Solusi Diungsikannya di Salah Satu Pulau di Indonesia
Menanggapi gelombang pengungsi yang berdatangan, Wakil Presiden Indonesia, Maaruf Amin, mengusulkan para pengungsi sementara waktu diungsikan ke salah satu pulau di Sumatera, yakni pulau Galang. Dr Baiq merasa bahwa itu dapat dijadikan sebagai solusi yang membantu.
"Memang, saya kira itu solusi yang membantu. Cuma, apakah itu keputusan yang tepat? Saya kira perlu dikaji ulang. Kenapa kok dipilih pulau di Kepulauan Riau? Kenapa kok nggak di tempat lain? Apa alasannya?" ujarnya.

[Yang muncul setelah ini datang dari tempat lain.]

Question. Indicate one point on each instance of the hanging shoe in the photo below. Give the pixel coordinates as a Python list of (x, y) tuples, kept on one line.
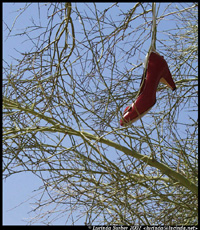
[(157, 71)]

Ia menyoroti bagaimana banyak informasi beredar mengenai para pengungsi yang melanggar norma sosial di Aceh. Kejadian tersebut turut membuat resah masyarakat setempat. Menurut Dr Baiq, memberikan satu tempat kepada para pengungsi dapat mengurangi risiko adanya konflik dengan warga lokal.
"Kalau mereka tidak ditampung ke tempat lain, itu akan sulit untuk kita. Mereka bisa macam-macam, bisa menimbulkan chaos dan menimbulkan kecemburuan sosial di kalangan masyarakat lokal," ujar Dr Baiq.